Beyond Ryland’s reputation that has been responsible for helping the company grow, Lanier says that its current customers are some of its best marketers.

“We have one municipality in Baxley, Georgia, that we picked up when a national hauler threatened them because they wanted a price increase and an extension mid-term and the city couldn’t do it because they hadn’t budgeted for it,” he says. “Well, they told them that if they didn’t give them a price increase, that they were going to quit picking up trash. We walked in on a Friday afternoon and picked up an agreement that day to assume the balance of the contract, which was for six months. Then we got a 10-year renewal based on our work. Tim Varnadore, the mayor of Baxley, if he finds out that we’re bidding on a municipality right now, he doesn’t wait for them to call him. He calls them and says, ‘Hey, let me tell you the Ryland story.’ He’s been one of our biggest advocates.”

Lanier is quick to note that this type of advocacy isn’t just an isolated incident. He says Ryland will often exhibit at local municipal association events at which customers find themselves sitting in the company’s booth just shooting the breeze.

“A potential client will see the Ryland logo at our booth and maybe they’ve seen our trucks out on the road but want to learn a little more. When they walk over, it’s not unusual for one of our existing customers sitting at the booth to pull them aside and say, ‘Hey, come here. Let me tell you about these guys.’ So, when you win them over with customer service, the loyalty is wonderful. And that’s what we bank on,” Lanier says.

Keeping people together

Thanks to Ryland’s smaller size, Lanier says it is easier to create meaningful relationships within the company.

“It’s a family-run organization,” he says. “We all feel like we’re family—we socialize together, we go to ballgames together, we cook together, and that’s just the way it’s always been. … In today’s climate, with the larger companies, the quality of life that a lot of the managers are having is not very good. So, having the opportunity to come on with us to have a little bit better quality of life and not be so beat down on EBITDA percentages and margins and budgets and all that sort of stuff [has been big]. All those are important, but I’ve seen good people ruined because of always wanting that little bit extra [from them] all the time. When we offer them a different way and a different philosophy of doing things, we’re able to attract good talent.”
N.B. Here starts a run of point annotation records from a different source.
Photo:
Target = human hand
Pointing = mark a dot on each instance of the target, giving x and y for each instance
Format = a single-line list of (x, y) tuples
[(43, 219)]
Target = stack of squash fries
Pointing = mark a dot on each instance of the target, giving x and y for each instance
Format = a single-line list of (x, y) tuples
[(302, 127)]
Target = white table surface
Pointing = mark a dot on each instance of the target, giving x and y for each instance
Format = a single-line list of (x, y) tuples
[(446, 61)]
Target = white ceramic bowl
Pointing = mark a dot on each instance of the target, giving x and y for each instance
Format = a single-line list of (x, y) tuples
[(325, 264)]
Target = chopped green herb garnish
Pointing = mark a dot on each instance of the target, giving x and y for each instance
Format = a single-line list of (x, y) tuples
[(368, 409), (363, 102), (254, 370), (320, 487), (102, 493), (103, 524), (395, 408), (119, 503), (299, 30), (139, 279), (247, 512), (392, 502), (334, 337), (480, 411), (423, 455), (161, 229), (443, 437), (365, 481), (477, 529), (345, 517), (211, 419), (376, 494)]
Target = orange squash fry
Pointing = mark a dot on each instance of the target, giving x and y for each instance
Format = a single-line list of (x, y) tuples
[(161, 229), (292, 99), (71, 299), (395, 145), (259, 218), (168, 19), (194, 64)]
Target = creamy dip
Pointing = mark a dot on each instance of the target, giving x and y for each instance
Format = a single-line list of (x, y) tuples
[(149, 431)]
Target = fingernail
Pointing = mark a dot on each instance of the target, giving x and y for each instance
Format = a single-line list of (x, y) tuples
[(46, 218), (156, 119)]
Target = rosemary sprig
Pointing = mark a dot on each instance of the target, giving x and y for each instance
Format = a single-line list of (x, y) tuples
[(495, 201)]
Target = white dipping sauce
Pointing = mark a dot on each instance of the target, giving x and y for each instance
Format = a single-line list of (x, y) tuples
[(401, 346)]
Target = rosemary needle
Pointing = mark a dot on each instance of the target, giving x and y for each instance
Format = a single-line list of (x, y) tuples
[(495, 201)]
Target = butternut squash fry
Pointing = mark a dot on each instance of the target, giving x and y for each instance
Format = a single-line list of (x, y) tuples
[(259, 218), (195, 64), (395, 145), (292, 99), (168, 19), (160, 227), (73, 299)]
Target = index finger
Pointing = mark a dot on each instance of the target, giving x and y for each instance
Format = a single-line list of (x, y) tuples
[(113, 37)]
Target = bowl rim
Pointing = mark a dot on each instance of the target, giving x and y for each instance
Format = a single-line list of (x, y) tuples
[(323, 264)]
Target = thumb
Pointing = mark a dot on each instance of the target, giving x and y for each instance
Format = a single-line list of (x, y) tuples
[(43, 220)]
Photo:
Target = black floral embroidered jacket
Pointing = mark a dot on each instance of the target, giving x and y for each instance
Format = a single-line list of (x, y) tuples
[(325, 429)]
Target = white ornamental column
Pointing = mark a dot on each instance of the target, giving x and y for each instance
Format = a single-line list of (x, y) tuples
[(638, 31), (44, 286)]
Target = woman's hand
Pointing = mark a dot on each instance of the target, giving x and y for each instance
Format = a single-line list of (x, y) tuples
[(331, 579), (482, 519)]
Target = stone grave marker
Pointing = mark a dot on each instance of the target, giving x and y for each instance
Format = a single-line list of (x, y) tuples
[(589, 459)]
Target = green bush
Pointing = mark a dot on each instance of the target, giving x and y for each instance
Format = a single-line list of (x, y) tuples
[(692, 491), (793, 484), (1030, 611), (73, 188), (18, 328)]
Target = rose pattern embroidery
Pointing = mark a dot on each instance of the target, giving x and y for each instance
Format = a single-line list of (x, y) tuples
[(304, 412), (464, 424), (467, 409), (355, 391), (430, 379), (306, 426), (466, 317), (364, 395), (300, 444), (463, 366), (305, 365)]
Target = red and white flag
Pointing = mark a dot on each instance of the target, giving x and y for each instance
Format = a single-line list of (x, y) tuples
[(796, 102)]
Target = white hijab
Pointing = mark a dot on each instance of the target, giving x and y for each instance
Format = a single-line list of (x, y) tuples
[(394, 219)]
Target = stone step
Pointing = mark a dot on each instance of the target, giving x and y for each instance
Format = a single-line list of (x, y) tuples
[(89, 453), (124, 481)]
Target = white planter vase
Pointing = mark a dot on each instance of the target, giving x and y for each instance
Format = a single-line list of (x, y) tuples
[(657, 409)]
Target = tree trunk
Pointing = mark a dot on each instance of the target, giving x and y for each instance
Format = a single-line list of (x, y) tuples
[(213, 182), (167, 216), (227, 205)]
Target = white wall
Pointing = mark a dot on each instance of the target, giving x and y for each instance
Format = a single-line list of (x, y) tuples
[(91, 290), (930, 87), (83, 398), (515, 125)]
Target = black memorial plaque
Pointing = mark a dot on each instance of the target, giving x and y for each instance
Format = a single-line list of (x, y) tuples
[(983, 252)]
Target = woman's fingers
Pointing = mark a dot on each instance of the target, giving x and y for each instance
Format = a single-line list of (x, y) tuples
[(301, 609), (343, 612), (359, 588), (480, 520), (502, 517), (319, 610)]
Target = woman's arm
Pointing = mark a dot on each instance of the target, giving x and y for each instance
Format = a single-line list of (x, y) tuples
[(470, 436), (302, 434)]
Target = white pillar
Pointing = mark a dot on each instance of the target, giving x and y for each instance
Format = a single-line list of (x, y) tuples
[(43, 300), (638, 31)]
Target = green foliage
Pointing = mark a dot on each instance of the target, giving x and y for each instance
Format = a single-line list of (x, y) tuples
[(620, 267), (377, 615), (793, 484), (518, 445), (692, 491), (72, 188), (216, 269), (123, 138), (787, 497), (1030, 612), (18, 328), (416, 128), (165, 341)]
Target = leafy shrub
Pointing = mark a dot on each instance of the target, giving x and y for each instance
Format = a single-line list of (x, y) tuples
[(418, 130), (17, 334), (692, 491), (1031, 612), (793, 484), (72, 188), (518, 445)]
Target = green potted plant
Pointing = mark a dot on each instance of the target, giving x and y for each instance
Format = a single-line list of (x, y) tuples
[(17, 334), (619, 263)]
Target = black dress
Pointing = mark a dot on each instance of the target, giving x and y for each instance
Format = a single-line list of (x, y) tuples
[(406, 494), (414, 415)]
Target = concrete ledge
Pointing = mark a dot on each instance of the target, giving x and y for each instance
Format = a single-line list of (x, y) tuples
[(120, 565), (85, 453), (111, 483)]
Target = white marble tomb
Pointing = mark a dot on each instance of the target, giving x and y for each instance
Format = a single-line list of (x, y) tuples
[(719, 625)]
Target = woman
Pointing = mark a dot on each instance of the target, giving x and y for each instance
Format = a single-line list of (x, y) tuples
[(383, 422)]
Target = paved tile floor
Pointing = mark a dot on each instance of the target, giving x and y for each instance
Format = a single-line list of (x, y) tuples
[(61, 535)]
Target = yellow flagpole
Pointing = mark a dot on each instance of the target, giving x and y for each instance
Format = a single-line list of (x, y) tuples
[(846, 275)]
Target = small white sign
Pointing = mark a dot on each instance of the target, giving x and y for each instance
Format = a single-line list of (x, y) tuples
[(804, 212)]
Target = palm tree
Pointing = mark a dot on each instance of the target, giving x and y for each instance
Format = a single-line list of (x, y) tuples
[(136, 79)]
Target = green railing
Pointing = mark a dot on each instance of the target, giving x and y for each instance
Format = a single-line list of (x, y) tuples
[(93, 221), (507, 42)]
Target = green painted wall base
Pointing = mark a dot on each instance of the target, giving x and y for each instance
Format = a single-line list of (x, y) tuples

Whether it is spending money on an extra truck for a route to ensure the area’s drivers get home to their families for dinner; a willingness to upgrade to newer, safer model trucks drivers can be proud of; or investing in things like Third Eye systems with cameras, analytics and GPS technology to keep staff safe and productive, Lanier says Ryland is constantly striving to invest in the company’s people to let them know they’re important.

“I’ve seen good people ruined because of always wanting that little bit extra [from them] all the time. When we offer them a different way and a different philosophy of doing things, we’re able to attract good talent.“ - James Lanier, partner, Ryland Environmental

This investment comes in the form of both money and time.

Lanier says that in October, he had a discussion with Yates where he was sharing that he felt a bit disconnected from his staff around the state due to the company’s recent growth. Realizing there were some new people at the company who he hadn’t yet met, Lanier says he took one day out of the week for a 6-week stretch where he hauled his grill to each one of the company’s locations in order to cook for the employees, shake their hands and tell them thank you.

“I have always believed in making sure that our folks feel like they have a say in the business. Nobody works for us. We have people that work with us; we all just have a different function to do. We believe in that, and we try to promote that,” Lanier says.